La Parrilla, Puerto Rico

From outside, there’s nothing to distinguish this humble cinder block business from its similarly clad neighbors along the beach in the northeast coastal town of Luquillo. But inside, the invariably friendly proprietor, Ricardo Alvaro, delivers some of the island’s most inventive fare. Red snapper is stuffed with seafood paella and then steamed in butter, cilantro, and lime, while pineapple is diced, grilled, and served with shrimp, rice, and a seasoning of curry powder and piña colada mix, an improbable combination that’s sweet, spicy, and salty all at once (787-347-3865; entrées, $8–$50).

Anse la Raye Fish Fry, St. Lucia

Every Friday night in this west coast fishing village, the main drag, Front Street—conveniently adjacent to the water—transforms into a full-on party from 7 to 11 p.m. Hundreds of locals and visitors turn out for seafood and booze, all consumed at makeshift tables along the beach. Look for the vendor nicknamed Cece, a grinning lady who is renowned for her choice pieces of straight-from-the-sea fish, begging to be washed down with swigs of local Piton lager or the award-winning Chairman’s Reserve rum mixed with Coke or coconut water.

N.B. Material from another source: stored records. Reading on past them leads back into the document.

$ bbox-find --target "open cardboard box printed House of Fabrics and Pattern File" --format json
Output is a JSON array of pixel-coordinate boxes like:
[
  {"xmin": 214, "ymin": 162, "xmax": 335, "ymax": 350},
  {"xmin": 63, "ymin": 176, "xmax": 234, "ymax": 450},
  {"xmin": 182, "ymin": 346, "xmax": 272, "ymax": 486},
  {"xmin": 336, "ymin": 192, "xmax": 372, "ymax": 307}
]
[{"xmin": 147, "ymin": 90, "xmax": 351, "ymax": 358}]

Spinnakers Restaurant & BarSt. Lucia

By day, it’s a casual Rodney Bay lunch spot; by night, it’s all gussied up for a bustling dinner crowd of visiting yachties and resort guests. They’re primarily there for the creations of St. Lucian chef Magdalene Emmanuel, who, with more than 20 years of kitchen time under her belt, is a master of both Caribbean and Continental cuisine. She distills a seemingly endless array of catch-of-the-day options into three basic treatments: char-grilled with lemon or garlic, pan-fried with ginger butter, or baked in foil with tomato and cheese. Meanwhile, anyone capable of downing three pints of beer (a.k.a. the Yard of Ale) in one chug gets his or her name on the blackboard. House record: 12 seconds (758-452-8491; entrées, $9–$31).

Rhymer’s Beach Bar, Tortola

This flamingo-pink Cane Garden Bay mainstay may be nearly 30 years old, but it’s lost none of its allure: The conch fritters—made with a closely guarded blend of spices—are fabled, as are the shrimp sautéed in a garlic butter sauce. The eponymous rum punch is practically nutritious, since it contains a veritable farmers’ market worth of fresh tropical fruit (284-495-4639; entrées, $17–$50).

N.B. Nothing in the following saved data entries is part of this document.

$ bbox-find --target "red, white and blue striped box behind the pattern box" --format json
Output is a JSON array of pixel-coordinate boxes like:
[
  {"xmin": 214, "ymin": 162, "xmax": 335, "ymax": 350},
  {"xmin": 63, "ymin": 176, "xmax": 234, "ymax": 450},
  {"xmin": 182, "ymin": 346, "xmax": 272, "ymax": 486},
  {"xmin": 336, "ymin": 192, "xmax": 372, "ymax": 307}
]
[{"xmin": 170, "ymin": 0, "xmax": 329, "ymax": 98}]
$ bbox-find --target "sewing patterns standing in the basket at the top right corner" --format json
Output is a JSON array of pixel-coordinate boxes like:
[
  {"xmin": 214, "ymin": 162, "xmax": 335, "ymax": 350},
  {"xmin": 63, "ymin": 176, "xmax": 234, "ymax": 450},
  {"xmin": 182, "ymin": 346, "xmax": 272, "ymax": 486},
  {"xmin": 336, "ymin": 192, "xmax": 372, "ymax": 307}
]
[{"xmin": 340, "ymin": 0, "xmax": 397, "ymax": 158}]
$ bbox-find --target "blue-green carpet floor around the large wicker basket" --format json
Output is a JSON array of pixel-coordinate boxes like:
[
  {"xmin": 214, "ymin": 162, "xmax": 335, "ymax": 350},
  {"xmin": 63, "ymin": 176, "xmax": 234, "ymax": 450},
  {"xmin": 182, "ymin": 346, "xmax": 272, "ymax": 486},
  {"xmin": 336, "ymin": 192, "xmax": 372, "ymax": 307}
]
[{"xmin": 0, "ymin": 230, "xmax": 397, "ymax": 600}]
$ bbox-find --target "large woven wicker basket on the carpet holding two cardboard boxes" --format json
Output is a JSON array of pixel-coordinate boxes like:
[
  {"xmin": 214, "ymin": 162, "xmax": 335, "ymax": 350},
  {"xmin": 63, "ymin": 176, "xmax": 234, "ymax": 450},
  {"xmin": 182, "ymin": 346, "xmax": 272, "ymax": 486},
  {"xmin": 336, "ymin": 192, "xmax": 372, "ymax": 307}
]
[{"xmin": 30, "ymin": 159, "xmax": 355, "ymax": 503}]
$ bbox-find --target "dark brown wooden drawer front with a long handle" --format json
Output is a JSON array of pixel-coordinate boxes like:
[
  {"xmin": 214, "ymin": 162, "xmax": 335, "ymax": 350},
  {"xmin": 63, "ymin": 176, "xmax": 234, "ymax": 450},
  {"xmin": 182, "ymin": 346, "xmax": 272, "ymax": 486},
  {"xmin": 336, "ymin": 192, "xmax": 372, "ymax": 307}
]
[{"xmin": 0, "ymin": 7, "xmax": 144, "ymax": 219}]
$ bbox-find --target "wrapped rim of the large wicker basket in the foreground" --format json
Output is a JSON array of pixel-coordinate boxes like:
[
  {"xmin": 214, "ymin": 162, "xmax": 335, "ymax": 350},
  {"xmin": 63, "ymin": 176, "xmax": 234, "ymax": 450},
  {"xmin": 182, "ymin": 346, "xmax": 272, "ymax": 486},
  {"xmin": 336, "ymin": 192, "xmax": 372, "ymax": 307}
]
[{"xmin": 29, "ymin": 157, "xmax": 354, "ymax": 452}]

Heidi’s Honeymoon Grill, Water Island

Follow the locals—and the day-trippers from St. Thomas—to this golf cart turned lunch truck, which frequents the palm-ringed sandy cove of Honeymoon Beach. Former caterer Heidi Erwig serves casual midday meals (12-ounce cheeseburgers, steak sandwiches, beef tacos) and Saturday dinners where she sets up candelit tables on the beach. If your schedule allows, swing by on a Monday night, when she shows a movie on the beach, with one-dollar popcorn for the kids (340-690-0325; Saturday dinner, $25).

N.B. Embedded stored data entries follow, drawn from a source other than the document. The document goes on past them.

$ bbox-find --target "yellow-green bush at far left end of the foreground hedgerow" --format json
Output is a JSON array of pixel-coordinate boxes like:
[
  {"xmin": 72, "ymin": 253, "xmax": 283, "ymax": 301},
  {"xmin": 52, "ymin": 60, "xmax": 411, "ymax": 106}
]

Joe’s Beach Bar, Water Island

While children frolic in the sand at this Honeymoon Beach–located boat trailer turned bar, parents congregate at tables to sip Lime in the Coconut (made with Virgin Islands– produced Cruzan rum, this drink’s name leaves little to the imagination) and wait for the glorious sunset. Sundays, when the bar hosts an informal potluck, are particularly popular: 100 to 150 locals (the island population is 200, which shows how pivotal this joint is) and sailing enthusiasts from around the world bring chicken, burgers, and hot dogs to cook on Joe’s grill. Don’t be alarmed when it goes dark: Local law dictates lights out at 11 p.m.(340-514-6722).